Throngs of tourists and shoppers strolled in and out of Christmas on The Strand in the island’s downtown on Friday, the traditional beginning of the holiday season for area businesses.

While the weekend of Dickens on the Strand, Galveston’s annual holiday festival in early December, has historically been the busiest weekend for island businesses, Black Friday is quickly becoming its equal, said Ginger Herter, co-owner of Strand Brass and Christmas on The Strand, 2115 Strand.

“We’ve been trying to eat lunch for three hours now,” she said.

The day after Thanksgiving is called Black Friday because that’s traditionally when holiday shoppers pushed retail sales into the black, into profit, although the day has become less the bonanza in recent years as shopping habits have changed, industry observers have reported.

Nationwide, businesses have decried the growth of online shopping leading to fewer in-store shoppers, but local business owners said they haven’t experienced the same trend.

Businesses throughout Galveston County spent Friday hosting crowds of shoppers trying to shop locally while also preparing for the rest of the weekend, which will include Small Business Saturday.

“The holiday season has steadily grown for us each year except for the year after Hurricane Ike,” said Wendy Morgan, who is an owner of The Admiralty at 2221 Strand.

Throughout Galveston County, businesses spent the days before Thanksgiving decorating and setting up to serve the dozens of holiday shoppers they expected in the weeks leading up to Christmas.

Sandra Kelly and her daughter, Melissa Kelly, who own Strawberry Hill Unique Upcycling Boutique in League City, helped sponsor a pop-up Christmas market to spur shoppers in Galveston County’s biggest city.

The market is a combination of local artists and crafters, Sandra Kelly said.

“Of course, more people are shopping during the holidays so we have a broader exposure,” she said. “Those customers that shop with us during the Christmas season come back and become loyal customers throughout the year.”

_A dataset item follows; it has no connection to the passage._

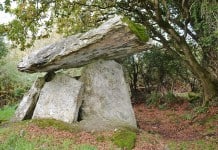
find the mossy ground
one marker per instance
(51, 134)
(124, 139)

About 20 percent of Strawberry Hill’s bottom line comes during the holiday season, which runs from the fall through Christmas, Sandra Kelly said.

Other business owners agreed with the 20 percent figure.

Sarah Moore Click, the owner of Surf Styles at 2119 Strand in Galveston, went into the store Thanksgiving Day to do some setting up and ended up helping a big group of shoppers for several hours, she said.

“People are going to be here as tourists,” she said. “That’s why businesses have to decorate and be festive — to give people a reason to step into the store.”

After all of the unexpected shoppers Thursday, Click said she planned to open on Thanksgiving officially in 2019.

More than 164 million people are expected to shop this year over the five days beginning with Thanksgiving, according to a survey by the National Retail Federation.

But that number includes those who are planning to do their holiday shopping online, according to the survey.

The shoppers will spend between $717.5 million and $720 million during November and December this year, up from about $687.9 million in 2017, according to the National Retail Federation.